Calling sepsis “the most under-recognized medical killer in the United States,” Simpson added, “If you are fortunate to catch it early, many times the dose of broad spectrum antibiotics and fluids will turn a patient around in just hours. But if you allow severe sepsis to develop by not recognizing it in the early stages, it can result in a prolonged ICU stay for the patient, and a life-or-death circumstance. And even if the patient doesn’t die in the hospital, the risk of dying from many other causes is increased for at least two years after an episode of severe sepsis. Post-sepsis syndrome is a debilitating illness which is characterized by weakness, difficulty in performing activities of daily life, even difficulty in thinking clearly. It can be absolutely terrible.”
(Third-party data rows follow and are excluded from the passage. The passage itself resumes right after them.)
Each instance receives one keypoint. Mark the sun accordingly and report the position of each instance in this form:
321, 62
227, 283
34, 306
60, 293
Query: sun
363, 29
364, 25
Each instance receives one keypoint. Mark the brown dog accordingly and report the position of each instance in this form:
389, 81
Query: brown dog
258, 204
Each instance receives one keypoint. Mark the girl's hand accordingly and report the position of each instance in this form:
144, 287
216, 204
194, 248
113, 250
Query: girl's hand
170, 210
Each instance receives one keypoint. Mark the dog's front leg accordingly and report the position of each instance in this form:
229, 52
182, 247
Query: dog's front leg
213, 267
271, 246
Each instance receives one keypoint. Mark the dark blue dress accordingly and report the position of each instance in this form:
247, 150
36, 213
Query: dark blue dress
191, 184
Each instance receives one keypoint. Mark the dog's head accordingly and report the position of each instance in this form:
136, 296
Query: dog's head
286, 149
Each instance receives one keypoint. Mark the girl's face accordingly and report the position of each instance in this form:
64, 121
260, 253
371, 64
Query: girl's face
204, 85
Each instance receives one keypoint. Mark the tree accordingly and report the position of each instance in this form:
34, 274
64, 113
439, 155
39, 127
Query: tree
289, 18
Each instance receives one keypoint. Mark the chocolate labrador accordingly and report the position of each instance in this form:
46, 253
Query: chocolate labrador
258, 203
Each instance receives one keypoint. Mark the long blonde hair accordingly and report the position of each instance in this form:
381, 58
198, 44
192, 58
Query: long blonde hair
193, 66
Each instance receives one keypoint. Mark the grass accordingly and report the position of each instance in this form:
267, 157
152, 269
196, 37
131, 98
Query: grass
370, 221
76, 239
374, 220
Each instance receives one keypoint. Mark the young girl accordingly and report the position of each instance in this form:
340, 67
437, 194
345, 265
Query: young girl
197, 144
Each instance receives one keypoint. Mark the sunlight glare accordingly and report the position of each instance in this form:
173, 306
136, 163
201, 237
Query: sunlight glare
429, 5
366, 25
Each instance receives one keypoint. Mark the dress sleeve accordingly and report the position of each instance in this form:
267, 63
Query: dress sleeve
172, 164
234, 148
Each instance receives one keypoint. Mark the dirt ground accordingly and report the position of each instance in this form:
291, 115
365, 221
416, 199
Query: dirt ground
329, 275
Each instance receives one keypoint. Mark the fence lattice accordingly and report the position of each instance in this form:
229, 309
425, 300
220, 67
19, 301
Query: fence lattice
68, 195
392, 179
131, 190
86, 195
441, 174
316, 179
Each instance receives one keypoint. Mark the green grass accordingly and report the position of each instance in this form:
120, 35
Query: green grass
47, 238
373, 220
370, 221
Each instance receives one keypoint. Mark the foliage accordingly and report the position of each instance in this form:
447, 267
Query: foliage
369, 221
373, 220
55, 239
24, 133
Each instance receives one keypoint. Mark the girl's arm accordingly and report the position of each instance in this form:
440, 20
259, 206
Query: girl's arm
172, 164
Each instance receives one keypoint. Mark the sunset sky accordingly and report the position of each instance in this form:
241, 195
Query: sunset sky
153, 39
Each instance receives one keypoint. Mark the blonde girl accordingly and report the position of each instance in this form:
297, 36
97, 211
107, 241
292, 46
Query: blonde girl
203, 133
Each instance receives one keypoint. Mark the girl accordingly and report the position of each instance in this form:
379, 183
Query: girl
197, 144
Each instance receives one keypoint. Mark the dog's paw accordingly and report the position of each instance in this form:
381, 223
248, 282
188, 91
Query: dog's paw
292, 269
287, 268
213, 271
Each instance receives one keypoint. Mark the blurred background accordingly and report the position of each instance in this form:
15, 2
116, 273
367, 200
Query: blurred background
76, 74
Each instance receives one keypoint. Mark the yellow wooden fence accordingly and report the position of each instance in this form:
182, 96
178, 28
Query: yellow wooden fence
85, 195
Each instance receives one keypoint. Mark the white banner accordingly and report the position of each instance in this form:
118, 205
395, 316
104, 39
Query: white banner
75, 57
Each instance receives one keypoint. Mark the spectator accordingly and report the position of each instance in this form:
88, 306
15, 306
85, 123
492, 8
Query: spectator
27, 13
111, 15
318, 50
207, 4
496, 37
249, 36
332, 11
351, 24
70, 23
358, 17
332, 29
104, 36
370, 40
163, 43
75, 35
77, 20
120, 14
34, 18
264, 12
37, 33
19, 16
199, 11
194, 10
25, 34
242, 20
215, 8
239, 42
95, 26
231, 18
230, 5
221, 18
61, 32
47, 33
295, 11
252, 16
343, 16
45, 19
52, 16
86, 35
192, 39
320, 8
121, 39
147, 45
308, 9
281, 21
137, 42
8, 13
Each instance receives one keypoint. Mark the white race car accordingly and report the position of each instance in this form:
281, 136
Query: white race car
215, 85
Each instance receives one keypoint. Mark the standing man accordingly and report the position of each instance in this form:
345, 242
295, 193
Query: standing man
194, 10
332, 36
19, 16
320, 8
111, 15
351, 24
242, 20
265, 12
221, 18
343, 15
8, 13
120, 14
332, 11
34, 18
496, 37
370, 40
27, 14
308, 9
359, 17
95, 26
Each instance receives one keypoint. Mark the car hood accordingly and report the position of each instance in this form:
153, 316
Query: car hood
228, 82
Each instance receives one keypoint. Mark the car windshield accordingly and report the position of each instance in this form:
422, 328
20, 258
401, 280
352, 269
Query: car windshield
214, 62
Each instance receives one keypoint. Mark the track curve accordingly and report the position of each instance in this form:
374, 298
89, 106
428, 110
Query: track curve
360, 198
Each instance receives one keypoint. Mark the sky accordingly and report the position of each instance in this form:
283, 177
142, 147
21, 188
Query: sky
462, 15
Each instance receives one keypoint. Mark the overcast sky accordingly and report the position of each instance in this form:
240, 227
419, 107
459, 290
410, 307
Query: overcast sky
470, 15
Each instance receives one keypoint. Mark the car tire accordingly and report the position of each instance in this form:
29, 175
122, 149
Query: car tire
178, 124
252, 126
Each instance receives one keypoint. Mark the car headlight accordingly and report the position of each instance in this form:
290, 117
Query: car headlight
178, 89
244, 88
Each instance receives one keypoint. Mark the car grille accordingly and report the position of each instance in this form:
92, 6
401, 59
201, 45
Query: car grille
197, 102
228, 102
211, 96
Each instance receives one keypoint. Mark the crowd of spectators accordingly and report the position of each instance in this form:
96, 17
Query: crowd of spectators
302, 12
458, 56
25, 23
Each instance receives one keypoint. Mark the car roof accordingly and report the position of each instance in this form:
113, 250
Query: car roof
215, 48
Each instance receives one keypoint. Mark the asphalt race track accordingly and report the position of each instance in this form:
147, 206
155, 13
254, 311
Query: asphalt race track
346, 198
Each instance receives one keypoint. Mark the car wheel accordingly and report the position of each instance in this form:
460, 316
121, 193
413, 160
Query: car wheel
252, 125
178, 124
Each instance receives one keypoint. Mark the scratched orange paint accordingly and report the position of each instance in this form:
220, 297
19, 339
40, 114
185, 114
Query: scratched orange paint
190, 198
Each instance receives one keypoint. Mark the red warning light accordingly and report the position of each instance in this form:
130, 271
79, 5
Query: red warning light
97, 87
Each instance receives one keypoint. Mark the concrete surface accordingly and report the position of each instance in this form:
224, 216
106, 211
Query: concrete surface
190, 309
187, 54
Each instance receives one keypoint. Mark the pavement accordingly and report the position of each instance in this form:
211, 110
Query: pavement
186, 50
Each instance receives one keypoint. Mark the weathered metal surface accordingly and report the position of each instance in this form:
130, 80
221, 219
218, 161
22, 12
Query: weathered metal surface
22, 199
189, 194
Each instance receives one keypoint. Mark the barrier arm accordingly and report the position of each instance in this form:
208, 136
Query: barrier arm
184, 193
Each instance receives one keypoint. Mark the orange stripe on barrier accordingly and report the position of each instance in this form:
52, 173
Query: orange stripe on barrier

Simpson also stated that once clinicians become fully apprised of the danger associated with sepsis, it is incumbent on them to spread the word to patients and the public at large. He noted that the Sepsis Alliance stands ready with a wealth of information for both patients and clinicians to help raise sepsis awareness. Public awareness is crucial because sepsis is not considered a hospital-acquired infection. It is far more common in the outpatient world; about 60% of sepsis cases occur outside of the hospital.
“We want every American to understand that sepsis is an urgent medical emergency. When people have chest pains, they know to call 911. We want people to know that if they have symptoms of sepsis, they should be calling 911 too,” said Simpson, adding, “Infection is mankind’s oldest enemy. It’s been here since the day we first walked the planet.”